Model Selection: text-embedding-3-small is used for embeddings due to its cost-efficiency and performance on general domains. gpt-4o-mini serves as the inference engine for cost-effective generation.
- Cosine Similarity: Implemented directly for transparency, though production systems may offload this to a vector database.
- Context Limiting: The
top_k parameter prevents context window overflow and controls token costs.

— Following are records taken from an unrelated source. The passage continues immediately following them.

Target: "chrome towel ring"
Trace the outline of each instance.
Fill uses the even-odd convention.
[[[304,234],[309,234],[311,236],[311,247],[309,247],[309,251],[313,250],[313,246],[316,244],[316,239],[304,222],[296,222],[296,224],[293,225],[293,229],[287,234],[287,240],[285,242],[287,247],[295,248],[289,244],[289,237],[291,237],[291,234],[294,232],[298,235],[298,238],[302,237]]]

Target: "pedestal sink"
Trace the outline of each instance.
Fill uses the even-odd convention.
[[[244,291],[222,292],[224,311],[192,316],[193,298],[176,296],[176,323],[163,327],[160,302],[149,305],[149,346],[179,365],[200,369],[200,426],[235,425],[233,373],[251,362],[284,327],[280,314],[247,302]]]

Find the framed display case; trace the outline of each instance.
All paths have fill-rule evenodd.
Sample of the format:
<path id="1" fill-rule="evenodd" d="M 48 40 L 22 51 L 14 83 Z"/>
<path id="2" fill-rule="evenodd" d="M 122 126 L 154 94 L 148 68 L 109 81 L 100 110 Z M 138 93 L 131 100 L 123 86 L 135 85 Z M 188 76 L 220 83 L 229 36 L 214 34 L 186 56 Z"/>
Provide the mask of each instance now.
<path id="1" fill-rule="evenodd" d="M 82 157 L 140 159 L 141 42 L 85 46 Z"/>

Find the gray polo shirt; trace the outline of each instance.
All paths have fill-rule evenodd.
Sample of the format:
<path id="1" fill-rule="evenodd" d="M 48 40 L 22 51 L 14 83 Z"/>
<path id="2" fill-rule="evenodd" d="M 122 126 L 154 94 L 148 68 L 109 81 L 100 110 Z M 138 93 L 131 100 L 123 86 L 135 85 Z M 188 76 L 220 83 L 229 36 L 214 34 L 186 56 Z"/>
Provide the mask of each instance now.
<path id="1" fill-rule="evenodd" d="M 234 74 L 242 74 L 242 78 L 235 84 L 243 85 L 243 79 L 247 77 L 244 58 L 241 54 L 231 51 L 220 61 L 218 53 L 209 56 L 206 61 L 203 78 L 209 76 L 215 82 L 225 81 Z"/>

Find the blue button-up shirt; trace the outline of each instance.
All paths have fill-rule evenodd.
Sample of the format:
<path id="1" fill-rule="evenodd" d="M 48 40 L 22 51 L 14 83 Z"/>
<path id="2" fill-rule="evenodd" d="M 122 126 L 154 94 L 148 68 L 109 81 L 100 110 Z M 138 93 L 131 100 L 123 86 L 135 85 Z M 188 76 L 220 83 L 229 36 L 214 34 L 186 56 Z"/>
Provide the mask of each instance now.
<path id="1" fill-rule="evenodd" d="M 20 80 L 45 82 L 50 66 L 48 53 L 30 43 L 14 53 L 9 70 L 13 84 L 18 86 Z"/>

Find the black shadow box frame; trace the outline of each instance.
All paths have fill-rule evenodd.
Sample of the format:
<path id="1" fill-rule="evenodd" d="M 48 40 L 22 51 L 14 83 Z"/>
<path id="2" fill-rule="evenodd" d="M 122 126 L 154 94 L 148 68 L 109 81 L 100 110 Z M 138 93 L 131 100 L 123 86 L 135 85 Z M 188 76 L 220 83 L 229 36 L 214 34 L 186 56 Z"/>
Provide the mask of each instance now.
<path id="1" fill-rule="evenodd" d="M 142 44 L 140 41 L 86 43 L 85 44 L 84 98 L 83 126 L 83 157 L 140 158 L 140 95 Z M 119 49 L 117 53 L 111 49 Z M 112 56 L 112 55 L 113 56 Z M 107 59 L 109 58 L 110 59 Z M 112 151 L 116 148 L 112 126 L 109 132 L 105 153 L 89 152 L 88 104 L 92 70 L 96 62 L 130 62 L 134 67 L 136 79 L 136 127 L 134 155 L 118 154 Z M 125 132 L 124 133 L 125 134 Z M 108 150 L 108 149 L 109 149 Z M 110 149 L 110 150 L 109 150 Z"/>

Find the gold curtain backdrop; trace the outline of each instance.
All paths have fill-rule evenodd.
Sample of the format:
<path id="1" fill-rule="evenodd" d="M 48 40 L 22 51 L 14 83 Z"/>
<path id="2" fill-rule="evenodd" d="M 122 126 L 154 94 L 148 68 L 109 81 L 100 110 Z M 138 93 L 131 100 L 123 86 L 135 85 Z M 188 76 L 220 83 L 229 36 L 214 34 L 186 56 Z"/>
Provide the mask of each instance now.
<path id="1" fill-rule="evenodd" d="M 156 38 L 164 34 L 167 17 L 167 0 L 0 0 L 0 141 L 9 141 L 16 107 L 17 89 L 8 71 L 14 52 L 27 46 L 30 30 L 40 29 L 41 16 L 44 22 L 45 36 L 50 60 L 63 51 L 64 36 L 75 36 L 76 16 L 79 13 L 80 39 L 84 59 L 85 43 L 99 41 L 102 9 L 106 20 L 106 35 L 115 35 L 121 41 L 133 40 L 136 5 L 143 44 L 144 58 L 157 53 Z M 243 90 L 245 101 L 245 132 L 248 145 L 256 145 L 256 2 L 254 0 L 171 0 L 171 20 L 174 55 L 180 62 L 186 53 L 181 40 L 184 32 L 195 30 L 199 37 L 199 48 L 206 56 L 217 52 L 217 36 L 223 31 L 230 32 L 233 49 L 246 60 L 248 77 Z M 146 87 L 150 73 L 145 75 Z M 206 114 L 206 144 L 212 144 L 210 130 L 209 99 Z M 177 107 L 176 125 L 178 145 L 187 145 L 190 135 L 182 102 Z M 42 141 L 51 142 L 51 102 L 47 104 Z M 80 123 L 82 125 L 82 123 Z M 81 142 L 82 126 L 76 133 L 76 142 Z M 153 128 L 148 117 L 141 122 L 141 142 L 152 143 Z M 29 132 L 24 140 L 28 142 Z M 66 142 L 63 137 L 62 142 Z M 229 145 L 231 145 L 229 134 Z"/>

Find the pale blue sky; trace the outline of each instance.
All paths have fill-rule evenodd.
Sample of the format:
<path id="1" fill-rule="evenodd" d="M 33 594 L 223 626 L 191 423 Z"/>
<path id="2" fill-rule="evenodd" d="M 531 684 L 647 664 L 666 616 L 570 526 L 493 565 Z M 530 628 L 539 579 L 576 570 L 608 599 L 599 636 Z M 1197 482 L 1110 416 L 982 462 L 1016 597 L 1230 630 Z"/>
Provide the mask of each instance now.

import { OpenAI } from 'openai';
interface Document {
id: string;
content: string;
metadata?: Record<string, string>;
}
interface SearchResult {
score: number;
document: Document;
}
export class KnowledgeRetriever {
private client: OpenAI;
constructor(apiKey: string) {
this.client = new OpenAI({ apiKey });
}
async generateEmbedding(text: string): Promise<number[]> {
const response = await this.client.embeddings.create({
model: 'text-embedding-3-small',
input: text,
});
return response.data[0].embedding;
}
async buildVectorStore(documents: Document[]): Promise<Document[]> {
const enrichedDocs = await Promise.all(
documents.map(async (doc) => ({
...doc,
embedding: await this.generateEmbedding(doc.content),
}))
);
return enrichedDocs;
}
async search(query: string, store: Document[], limit: number = 3): Promise<SearchResult[]> {
const queryVector = await this.generateEmbedding(query);
const scored = store.map((doc) => {
const score = this.cosineSimilarity(queryVector, doc.embedding!);
return { score, document: doc };
});
return scored
.sort((a, b) => b.score - a.score)
.slice(0, limit);
}
private cosineSimilarity(vecA: number[], vecB: number[]): number {
const dotProduct = vecA.reduce((sum, val, i) => sum + val * vecB[i], 0);
const normA = Math.sqrt(vecA.reduce((sum, val) => sum + val * val, 0));
const normB = Math.sqrt(vecB.reduce((sum, val) => sum + val * val, 0));
return dotProduct / (normA * normB);
}
}
// Usage
const retriever = new KnowledgeRetriever(process.env.OPENAI_API_KEY!);
const docs: Document[] = [
{ id: 'reg-1', content: 'NIS2 applies to medium and large entities across 18 sectors.' },
{ id: 'reg-2', content: 'Fines for essential entities can reach €10M or 2% of turnover.' },
];
const store = await retriever.buildVectorStore(docs);
const results = await retriever.search('What are the penalties under NIS2?', store);
// Construct prompt with retrieved context
const contextBlock = results.map((r, i) => `[Source ${i + 1}] ${r.document.content}`).join('\n');
const prompt = `Sources:\n${contextBlock}\n\nQuestion: What are the penalties under NIS2?`;
2. Fine-Tuning Implementation: Behavioral Alignment
Fine-tuning requires rigorous dataset preparation. The following pattern demonstrates how to serialize training data and initiate a job. Note that the inference API remains identical to base models; only the model identifier changes.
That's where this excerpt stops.